Panda Express Pays $600,000 to Settle Labor Claims

WASHINGTON (CN) — Panda Express, the Chinese restaurant chain, will pay $600,000 to settle federal claims that it discriminated against noncitizen employees.

The Department of Justice announced the settlement on Thursday. Panda Express, which operates 1,800 restaurants in the United States, will pay $400,000 as a civil penalty and $200,000 to establish a back pay fund to compensate workers.

Panda Express unnecessarily required legal resident workers to repeatedly re-establish their work authorization, while not making similar requests of U.S. citizen workers.

“Employers should ensure that their reverification practices comply with laws that protect workers against discrimination,” said Acting Assistant Attorney General Tom Wheeler of the Civil Rights Division. “The Justice Department applauds Panda Express for its cooperation during this investigation and its commitment to compensating workers who may have lost wages due to its documentary practices.”

The Department of Justice began its investigation on May 31, 2016. About a year later, it found “reasonable cause to believe that respondent engaged in a pattern or practice of unfair documentary practices against non-U.S. citizens based on their citizenship status,” according to the settlement.

Panda Express spokesperson Thien Ho said in a statement: “While we continue to believe that we did not discriminate, either in intent or in practice, we settled this matter with the Department of Justice in order to focus our time and resources on our commitment to supporting our associates. Even before this settlement, we had put in place additional systems and training to address our employee authorization verification processes.”

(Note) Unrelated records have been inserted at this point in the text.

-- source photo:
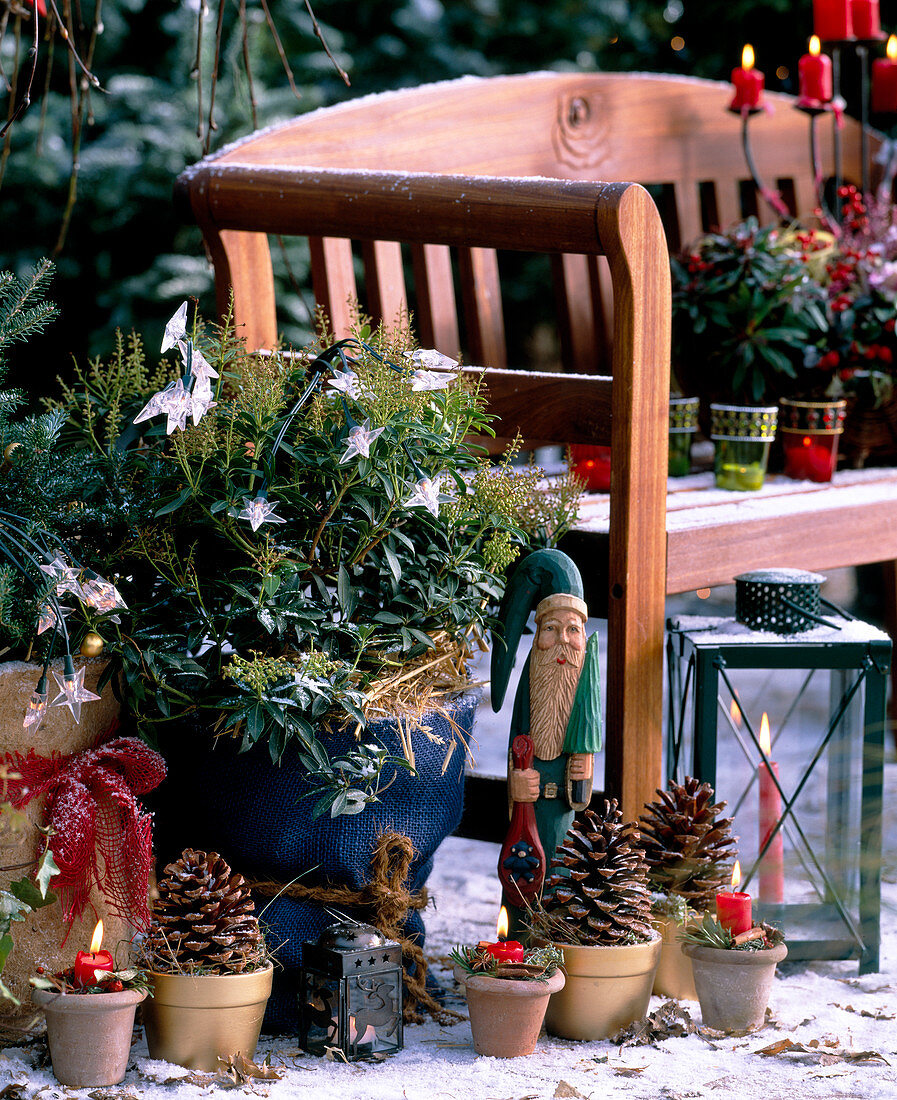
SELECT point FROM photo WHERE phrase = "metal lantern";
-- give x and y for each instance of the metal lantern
(350, 992)
(806, 799)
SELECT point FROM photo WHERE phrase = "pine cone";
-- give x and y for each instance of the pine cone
(201, 920)
(600, 895)
(687, 848)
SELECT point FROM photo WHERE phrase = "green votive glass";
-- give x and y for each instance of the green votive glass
(740, 464)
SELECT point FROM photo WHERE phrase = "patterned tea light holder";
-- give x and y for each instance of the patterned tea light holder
(809, 438)
(682, 426)
(742, 436)
(350, 992)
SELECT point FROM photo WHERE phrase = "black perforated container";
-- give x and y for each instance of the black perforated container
(780, 601)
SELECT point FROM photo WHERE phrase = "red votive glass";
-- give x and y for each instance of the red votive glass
(505, 950)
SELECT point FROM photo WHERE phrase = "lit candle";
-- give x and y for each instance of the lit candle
(832, 20)
(91, 966)
(815, 76)
(505, 950)
(733, 908)
(772, 868)
(748, 84)
(884, 79)
(866, 20)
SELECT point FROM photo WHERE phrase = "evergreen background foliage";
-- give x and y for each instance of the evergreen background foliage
(127, 260)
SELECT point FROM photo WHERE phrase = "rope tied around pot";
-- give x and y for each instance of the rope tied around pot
(389, 900)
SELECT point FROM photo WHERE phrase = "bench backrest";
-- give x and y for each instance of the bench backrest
(673, 134)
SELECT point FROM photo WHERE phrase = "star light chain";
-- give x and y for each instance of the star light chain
(178, 402)
(67, 576)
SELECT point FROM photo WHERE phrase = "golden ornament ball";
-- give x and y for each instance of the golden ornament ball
(91, 645)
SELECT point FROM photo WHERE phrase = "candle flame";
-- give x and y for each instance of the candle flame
(97, 939)
(765, 743)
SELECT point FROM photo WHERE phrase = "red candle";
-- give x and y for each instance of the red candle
(505, 950)
(89, 966)
(884, 79)
(866, 20)
(733, 909)
(772, 868)
(832, 20)
(748, 84)
(815, 76)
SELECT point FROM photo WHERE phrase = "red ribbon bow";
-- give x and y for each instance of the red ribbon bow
(100, 835)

Noncitizens who are authorized to work in the country but lost work at Panda Express between May 31, 2014 and June 28, 2017 due to the documented practices may be eligible for back pay, the Department of Justice said.

Panda Express also must train its human resources personnel on the requirements of the Immigration and Nationality Act’s anti-discrimination provision and be subject to monitoring and reporting requirements.

The Immigration and Nationality Act prohibits unfair documentary practices, retaliation and intimidation, and discrimination on the basis of citizenship, immigration status and national origin in hiring, firing, or recruitment or referral for a fee.